I seriously considered Lua but I felt object orientation needs to be incorporated very fundamentally in a language. I had previous experience with mIRC which shares Lua's idea of "everything is a table", and while mIRC is no doubt productive I felt tables would be a step backwards compared to Io's objects.
At the time I started, the C/C++ binding frameworks for Lua were not as mature as they are now, not as numerous, or I simply wasn't aware of them.

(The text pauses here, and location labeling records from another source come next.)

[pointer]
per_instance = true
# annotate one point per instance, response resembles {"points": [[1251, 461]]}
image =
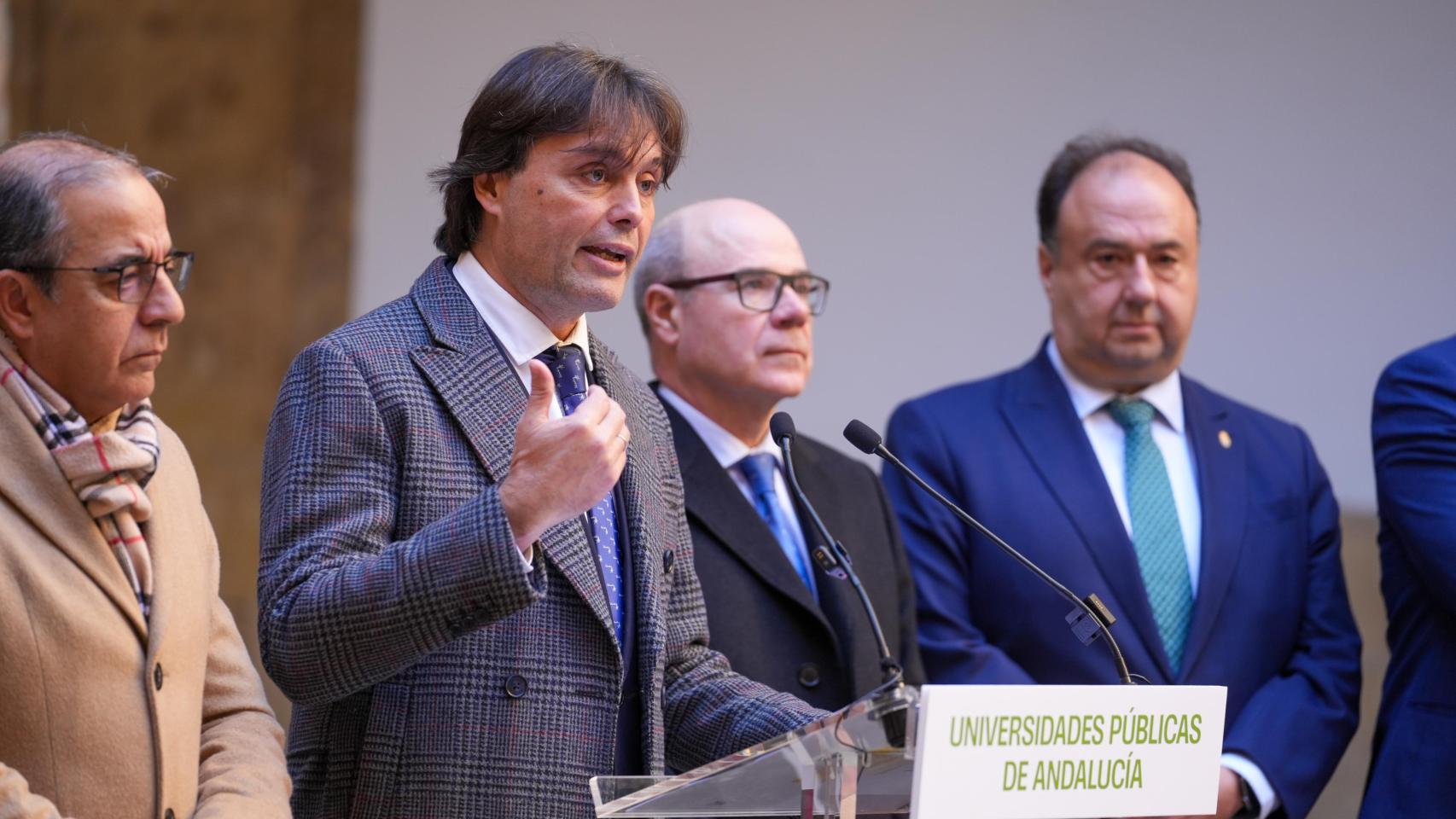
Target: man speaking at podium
{"points": [[728, 305], [1208, 527], [476, 578]]}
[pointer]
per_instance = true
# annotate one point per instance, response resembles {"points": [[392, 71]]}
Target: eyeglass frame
{"points": [[172, 259], [783, 280]]}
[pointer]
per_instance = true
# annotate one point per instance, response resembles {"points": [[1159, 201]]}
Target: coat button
{"points": [[515, 687], [808, 676]]}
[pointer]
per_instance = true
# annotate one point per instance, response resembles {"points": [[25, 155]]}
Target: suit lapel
{"points": [[41, 493], [1039, 410], [717, 502], [480, 389], [632, 520], [1223, 499], [836, 598]]}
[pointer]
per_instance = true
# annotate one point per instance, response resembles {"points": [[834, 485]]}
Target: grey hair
{"points": [[35, 169], [664, 259]]}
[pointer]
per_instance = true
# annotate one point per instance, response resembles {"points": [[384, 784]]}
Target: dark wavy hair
{"points": [[1078, 154], [545, 90]]}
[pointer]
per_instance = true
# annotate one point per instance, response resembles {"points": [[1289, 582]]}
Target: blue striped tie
{"points": [[1156, 534], [568, 367], [759, 470]]}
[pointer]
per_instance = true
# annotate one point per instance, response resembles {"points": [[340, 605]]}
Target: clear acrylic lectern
{"points": [[856, 761]]}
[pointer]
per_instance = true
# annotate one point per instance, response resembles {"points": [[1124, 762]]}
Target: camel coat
{"points": [[101, 712]]}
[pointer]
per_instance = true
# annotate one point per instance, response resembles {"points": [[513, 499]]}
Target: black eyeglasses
{"points": [[760, 290], [134, 280]]}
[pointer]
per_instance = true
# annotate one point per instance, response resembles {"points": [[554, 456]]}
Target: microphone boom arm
{"points": [[1089, 619]]}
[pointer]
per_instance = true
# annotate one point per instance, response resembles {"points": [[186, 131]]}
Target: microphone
{"points": [[782, 429], [893, 719], [1089, 619]]}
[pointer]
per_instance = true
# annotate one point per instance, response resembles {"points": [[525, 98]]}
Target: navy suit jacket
{"points": [[431, 674], [1414, 433], [760, 614], [1272, 619]]}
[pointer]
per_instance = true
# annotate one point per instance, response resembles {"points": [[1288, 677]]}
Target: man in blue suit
{"points": [[1414, 433], [1208, 527], [476, 579]]}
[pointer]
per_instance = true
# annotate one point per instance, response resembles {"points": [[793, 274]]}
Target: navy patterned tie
{"points": [[759, 470], [1156, 532], [568, 365]]}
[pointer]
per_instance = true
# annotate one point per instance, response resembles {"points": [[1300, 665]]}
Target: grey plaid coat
{"points": [[431, 674]]}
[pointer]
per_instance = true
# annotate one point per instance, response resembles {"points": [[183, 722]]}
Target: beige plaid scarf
{"points": [[107, 470]]}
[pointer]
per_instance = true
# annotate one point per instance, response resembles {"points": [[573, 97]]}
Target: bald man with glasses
{"points": [[728, 305]]}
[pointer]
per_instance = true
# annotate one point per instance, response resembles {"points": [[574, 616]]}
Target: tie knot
{"points": [[1132, 414], [759, 470], [568, 369]]}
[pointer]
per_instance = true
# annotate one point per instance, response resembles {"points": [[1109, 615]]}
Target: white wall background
{"points": [[903, 142]]}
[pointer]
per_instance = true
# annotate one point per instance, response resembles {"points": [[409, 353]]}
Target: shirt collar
{"points": [[1165, 396], [725, 447], [521, 334]]}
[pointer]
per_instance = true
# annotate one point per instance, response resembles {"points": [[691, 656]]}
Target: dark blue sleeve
{"points": [[1414, 437], [952, 649], [1296, 726]]}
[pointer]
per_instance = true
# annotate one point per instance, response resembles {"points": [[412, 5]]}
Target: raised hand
{"points": [[561, 466]]}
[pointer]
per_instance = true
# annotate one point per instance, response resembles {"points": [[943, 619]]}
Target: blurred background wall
{"points": [[901, 142]]}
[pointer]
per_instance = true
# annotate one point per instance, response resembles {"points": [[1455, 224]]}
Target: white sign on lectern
{"points": [[1068, 751]]}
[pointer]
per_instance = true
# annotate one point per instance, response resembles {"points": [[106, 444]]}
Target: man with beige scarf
{"points": [[127, 687]]}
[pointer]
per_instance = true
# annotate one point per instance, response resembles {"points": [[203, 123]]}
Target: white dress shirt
{"points": [[1171, 435], [728, 450], [1109, 441], [520, 332]]}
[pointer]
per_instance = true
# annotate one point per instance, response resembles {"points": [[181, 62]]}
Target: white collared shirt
{"points": [[520, 332], [728, 450], [1169, 433]]}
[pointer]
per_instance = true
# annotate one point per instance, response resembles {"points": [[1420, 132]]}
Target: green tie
{"points": [[1156, 534]]}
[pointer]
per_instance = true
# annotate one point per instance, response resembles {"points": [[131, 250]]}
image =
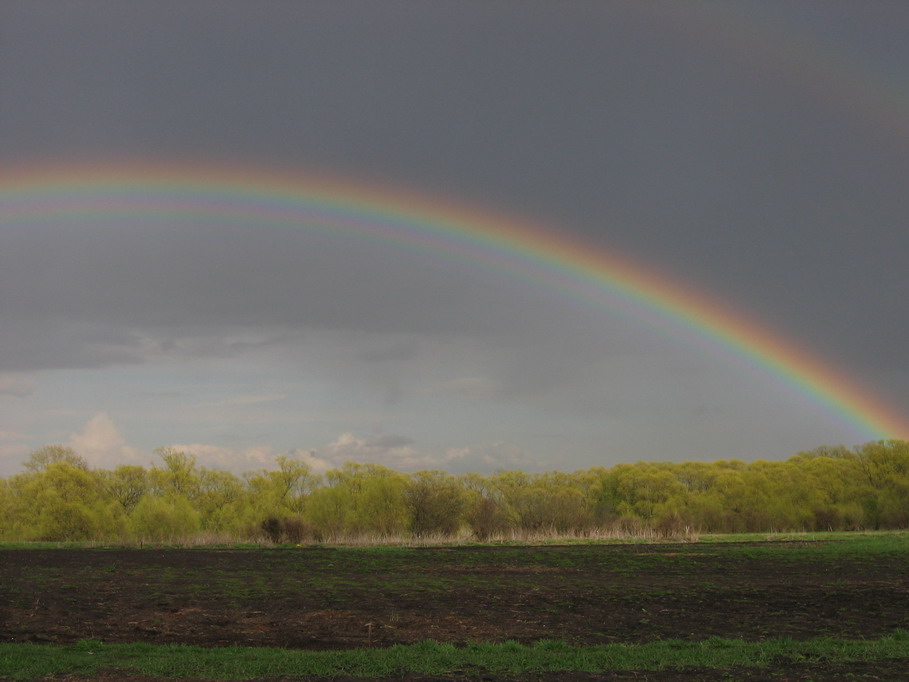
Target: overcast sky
{"points": [[757, 151]]}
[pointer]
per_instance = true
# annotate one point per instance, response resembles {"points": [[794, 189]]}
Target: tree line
{"points": [[58, 496]]}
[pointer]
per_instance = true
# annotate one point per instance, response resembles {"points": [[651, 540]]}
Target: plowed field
{"points": [[334, 598]]}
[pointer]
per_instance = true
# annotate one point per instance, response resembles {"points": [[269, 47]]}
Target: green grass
{"points": [[33, 661]]}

From a language aesthetic standpoint my decision came down to Io, or Ruby, but I looked at the C Ruby source code and it didn't seem very suited to embedding. For instance the official implementation of Ruby had some dependence on global/static variables which precluded the idea of running multiple instances of the VM in a process. Io allows this, although I haven't used it yet; I plan to use it to support threading, one VM per thread. And basically the Ruby interpreter codebase wants to own main() and call my code as a library; I wanted to own main() and call the interpreter as a library. Io supports this, and it's codebase is smaller.